A History of Antisemitism - Part 4
July 21, 2022In 1945, as Nazi Germany fell, the concentration camps were liberated, one by one. With this liberation, the murder of millions of Jews came to light. These murders came to be known as the Holocaust: a word that means "burned whole" in Greek. Another term, "Shoah," is the Hebrew word for what was the genocide of some 6.3 million European Jews. Shoah translates to "the great calamity."
Even after the Holocaust, antisemitism has persisted in Europe. On July 4, 1946, 40 people of Jewish faith, survivors of the Shoah, were murdered In the Kielce pogrom in southeastern Poland. The pogrom was triggered by the alleged kidnapping of a nine-year-old boy, Henryk Blaszczyk. In the aftermath of the pogrom, there was a wave of emigration from Poland to Germany and France.
After the founding of the state of Israel on May 14, 1948, many Jewish people in Arab countries were uprooted and forced to emigrate - despite the fact that their Jewish ancestors had often lived in those countries for more than a thousand years.
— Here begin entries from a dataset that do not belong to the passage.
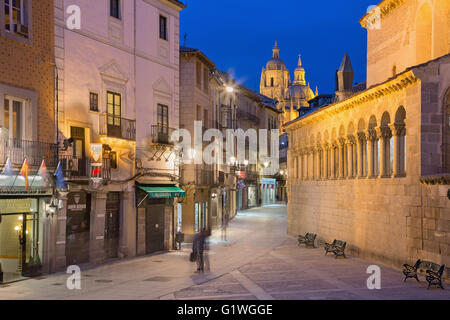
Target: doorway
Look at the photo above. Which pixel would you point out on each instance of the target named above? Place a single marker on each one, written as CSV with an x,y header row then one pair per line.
x,y
18,244
78,228
112,225
154,224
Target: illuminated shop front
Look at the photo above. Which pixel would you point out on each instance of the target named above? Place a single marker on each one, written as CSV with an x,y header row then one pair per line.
x,y
21,236
268,191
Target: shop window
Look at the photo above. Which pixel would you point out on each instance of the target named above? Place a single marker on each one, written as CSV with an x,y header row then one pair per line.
x,y
114,161
365,155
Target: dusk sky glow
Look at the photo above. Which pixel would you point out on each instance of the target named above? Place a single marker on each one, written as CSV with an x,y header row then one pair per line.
x,y
239,36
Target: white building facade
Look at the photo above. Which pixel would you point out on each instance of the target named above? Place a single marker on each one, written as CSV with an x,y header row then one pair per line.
x,y
118,101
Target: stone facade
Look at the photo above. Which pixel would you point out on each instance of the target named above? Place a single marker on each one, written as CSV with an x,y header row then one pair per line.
x,y
114,78
360,167
27,63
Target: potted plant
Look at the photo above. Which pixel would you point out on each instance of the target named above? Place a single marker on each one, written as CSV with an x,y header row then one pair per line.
x,y
33,268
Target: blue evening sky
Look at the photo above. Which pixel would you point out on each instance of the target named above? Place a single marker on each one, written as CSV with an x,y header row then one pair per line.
x,y
238,35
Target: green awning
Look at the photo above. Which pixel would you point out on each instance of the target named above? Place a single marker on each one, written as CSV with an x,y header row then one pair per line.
x,y
164,192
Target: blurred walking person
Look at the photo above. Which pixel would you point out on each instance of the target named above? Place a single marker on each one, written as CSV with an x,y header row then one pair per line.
x,y
198,247
225,219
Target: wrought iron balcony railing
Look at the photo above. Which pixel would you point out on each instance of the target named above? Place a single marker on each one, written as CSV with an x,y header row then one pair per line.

While the Vatican officially put an end to 2,000 years of anti-Judaism, antisemitism found new forms of expression through anti-Zionism and the denial of the Holocaust.
The 21st century has marked the beginning of a new chapter in the history of discrimination against people of Jewish faith. Never before has hostility to Jews been so strongly denounced, prosecuted, and condemned. And yet, hostility towards Jews still exists: Today, antisemitism is often very visible. It is sometimes overt, sometimes covert, often loud, and appears in various new manifestations.